A fundamental, hard-wired response to oncogenic transformation is enhanced cellular stress (for example, oxidative, replicative, metabolic, ER stress, and DNA damage) that is a hallmark of cancer cells. These common stress phenotypes must be tolerated by cancer cells through stress support pathways. Moreover, adaptation to stress is required for cancer cell survival, and consequently cancer cells may become dependent on stress response pathways that do not ordinarily perform such a vital function in normal cells. Thus, targeting these associated vulnerabilities to stress adaptation are clearly paramount and offer a tremendous window of opportunity for a synthetic lethal interaction that may elicit selective death of cancer cells. Despite the tremendous importance of the stress phenotype of cancer cells, there is a large gap in our understanding of the genetic basis for how stress tolerance is maintained in transformed cells, thereby limiting our ability to design rationa therapeutic agents. Cells require adaptation responses in gene expression to respond to cellular stress. Strikingly, our findings reveal that the major cap binding protein eIF4E is unexpectedly a central integrator of the translation program for the adaption of cancer cells to oncogenic stress. By generating the first genetic loss-of-function mouse model for eIF4E, we have unexpectedly discovered that 50% reductions in eIF4E have no effect on normal development or cellular function but instead are specifically limiting for oncogenic transformation. Utilizing unbiased genome-wide translational profiling, we find that eIF4E is selectively limiting for the translationof specific subsets of mRNAs involved in cellular stress response pathways, including oxidative stress (e.g. Fth1, Gclc,) and ER stress (e.g. Atf6, XBP-1), at least in part, through a novel cis-acting regulatory sequence in their 5'UTRs that sensitizes these mRNAs to eIF4E dosage. Moreover, our preliminary data demonstrate that eIF4E-dependent control of these stress response pathways is critical for tumor cell survival and oncogenic transformation. These findings lay the foundation for this proposal, which seeks to open a new portal into our understanding of the translation program that maintains the adaptation of cancer cells to stress and develops a novel therapeutic regimen to target this vulnerability of transformed cells.
In Aim 1, we will assess the role of eIF4E dependent control of oxidative stress in non-small cell lung carcinoma in vivo.
In Aim 2, we will define the molecular mechanism by which eIF4E directs the stress-induced oncogenic translation program through a novel cis-acting regulatory element.
In Aim 3, we will determine the contribution of eIF4E to cellular transformation through translational control of the unfolded protein response (UPR).

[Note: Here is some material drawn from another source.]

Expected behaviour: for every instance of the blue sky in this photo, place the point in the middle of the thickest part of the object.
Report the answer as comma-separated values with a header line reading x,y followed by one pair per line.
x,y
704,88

Cancer cells survive enhanced cellular stress, a hallmark of cancer resulting from oncogenic transformation, by triggering stress response pathways that are not normally required for non-transformed cells, which represents a new vulnerability in cancer cells that holds the potential to be therapeutically targeted. In this proposal, we will employ novl genetic, pharmacologic and mass spectrometry approaches to characterize the mechanisms by which the stress-induced gene expression program promotes lung cancer development. Our important findings will provide the rationale to usher in a new line of therapeutics that will specifically and effectively exploit the dependency of cancer cells, but not normal cells, in control of the oncogenic stress response pathway.